= Maniilaq =

Iñupiat mythical figure

Maniiḷaq (/məˈniːlək/; /ik/) is a figure of Iñupiat legend and history. He lived in the 19th century before colonialists arrived in his area of northwest Alaska. He lived as a hunter and a healer in northwest Alaska. Various stories about him include that he heard voices predicting that people would come to Alaska, that he had prophetic visions of boats that were propelled by fire or that flew in the air, and that he heard voices from a higher power who he said identified as abba (Father & Son). Some also say that Maniiḷaq rested every seventh day. Other prophecies attributed to Maniiḷaq include the prophecy that the village of Ambler, Alaska would one day become a large metropolis, and that a whale would swim upriver and appear at Ambler. It is said that Maniiḷaq practiced traditional medicine, and also that he resisted the dominant cultural order of shamanism. He is an important figure in Northwest Alaska Christian communities. The most distant future event he predicted was a day that was split in two, which is probably a reference to the Solar eclipse of July 1, 2057.
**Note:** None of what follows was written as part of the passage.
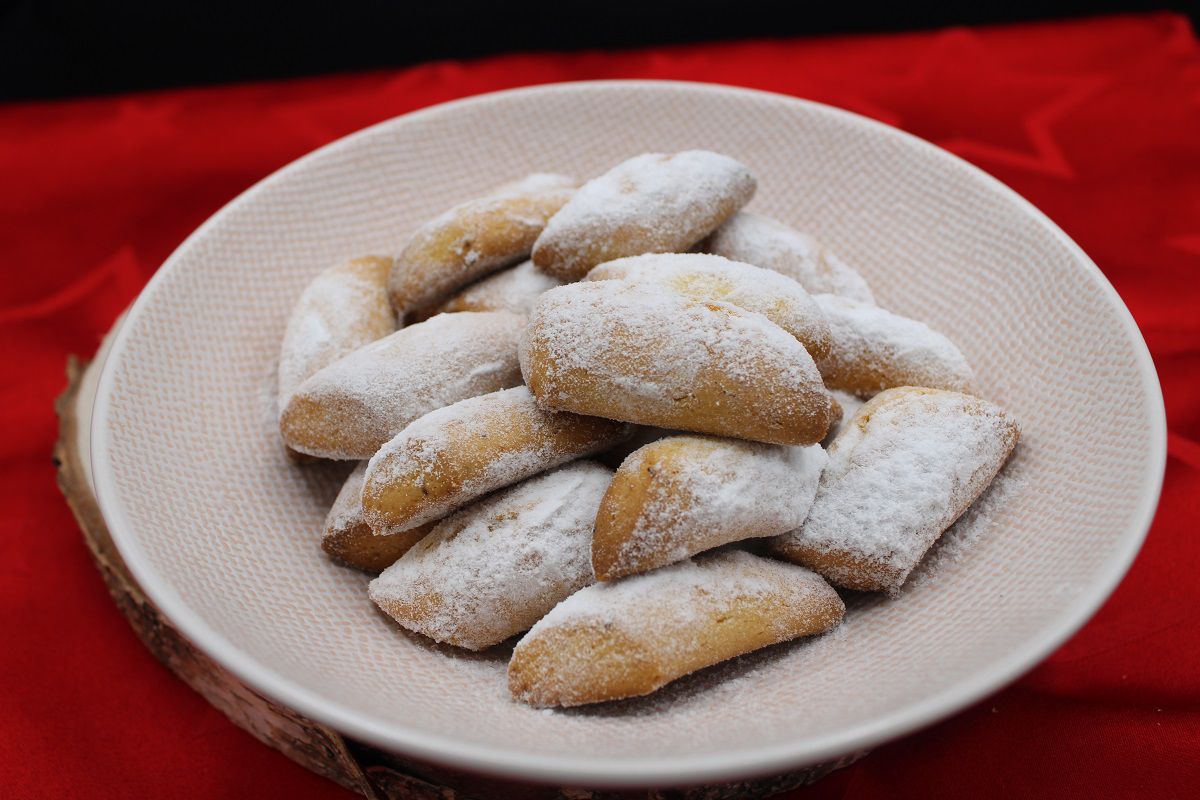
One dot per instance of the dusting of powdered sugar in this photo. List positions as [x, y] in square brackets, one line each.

Maniiḷaq is also used as the symbol for a tribally-operated health and social services organization based in Kotzebue, Alaska. Maniilaq Association runs the Maniiḷaq Health Center in Kotzebue, which includes a hospital, clinic, and public health services, as well as clinics in 11 outlying arctic villages, including Ambler, Buckland, Deering, Kiana, Kivalina, Kobuk, Noatak, Noorvik, Selawik, Shungnak and Pt. Hope. These clinics are staffed by trained Community Health Aides.